Kazmarek, a first baseman/outfielder from Brooklyn Park, was signed by the New York Mets in 1968. He played three years at Triple-A before giving the game up.

Spencer, a left-handed first baseman, signed a $40,000 bonus contract, made it to the big leagues in 1968 and stayed for 15 years with the Angels, Texas Rangers, Chicago White Sox, New York Yankees and Oakland A's.

Walter Youse, who, as manager of the Leone's-Johnny's amateur powerhouse, managed Kazmarek and Spencer, plus Hall of Famers Reggie Jackson and Al Kaline, says Teixeira is ahead of them all at this stage.

"The thing he has over those other guys is that he is a switch hitter," said Youse, who is a consultant to the Milwaukee Brewers.

"This kid [Teixeira] has good power, and even Reggie wasn't as good a hitter at this level.

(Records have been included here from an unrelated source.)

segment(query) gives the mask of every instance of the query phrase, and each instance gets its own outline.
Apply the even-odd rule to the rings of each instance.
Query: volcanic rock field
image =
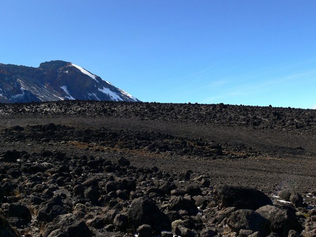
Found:
[[[0,103],[0,237],[316,236],[316,110]]]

I compare him to and think he is as good as [Pat] Burrell at Miami."

Burrell is a 21-year-old, 6-4, 220-pound junior third baseman for the University of Miami who is expected to be the first position player chosen and the fourth overall in the draft.

Youse, who watched Teixeira hit three monster homers in one game last summer for Severna Park Legion in the American Legion regional at Hagerstown's Municipal Stadium, is sold. "If the right guy sees him on a great day, he could go high," said Youse.

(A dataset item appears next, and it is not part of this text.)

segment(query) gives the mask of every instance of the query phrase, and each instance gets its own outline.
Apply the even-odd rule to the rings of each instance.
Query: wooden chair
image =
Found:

Georgia Tech coach Danny Hall, who stands to lose, agrees.

"There is no doubt in my mind, he's going high and chances are he will sign and we will lose a great player and tremendous person," said Hall. "The biggest thing he has is the option to come play for us."

Teixeira more than qualifies academically as a member of the National Honor Society with a 3.75 grade-point average, ranked 13th in his senior class.

In August at Chapel Hill, N.C., Hall's recruiting director watched Teixeira play in the Eastern U.S. Showcase, and Teixeira put on a show using a wooden bat. (Aluminum bats are used at the high school and collegiate levels, but only wooden bats are allowed in professional baseball).

"Scouts told me I was on the fence as a first-round prospect before Chapel Hill," said Teixeira. "But I had a great tournament and my value went way up."

Teixeira didn't get this good overnight. He said his dad, John Teixeira, has been "the biggest influence in my life."

John Teixeira hails from Key West, Fla., where Bucky Dent was a teammate on the Hialeah High baseball team. The elder Teixeira was drafted late out of high school by the Pittsburgh Pirates, but chose to attend the Naval Academy, where he played center field and graduated in 1974.

It was his dad who taught Teixeira how to hit and at age 13 turned him into a switch hitter. Only 150 pounds as a freshman, Teixeira hit the weights and bulked up, putting on 70 pounds in three years.

"I'm where I am because of my parents," said Teixeira. "If I go 0-for-4, my mom [Margy] tells me she still loves me. It's good to know I can count on them."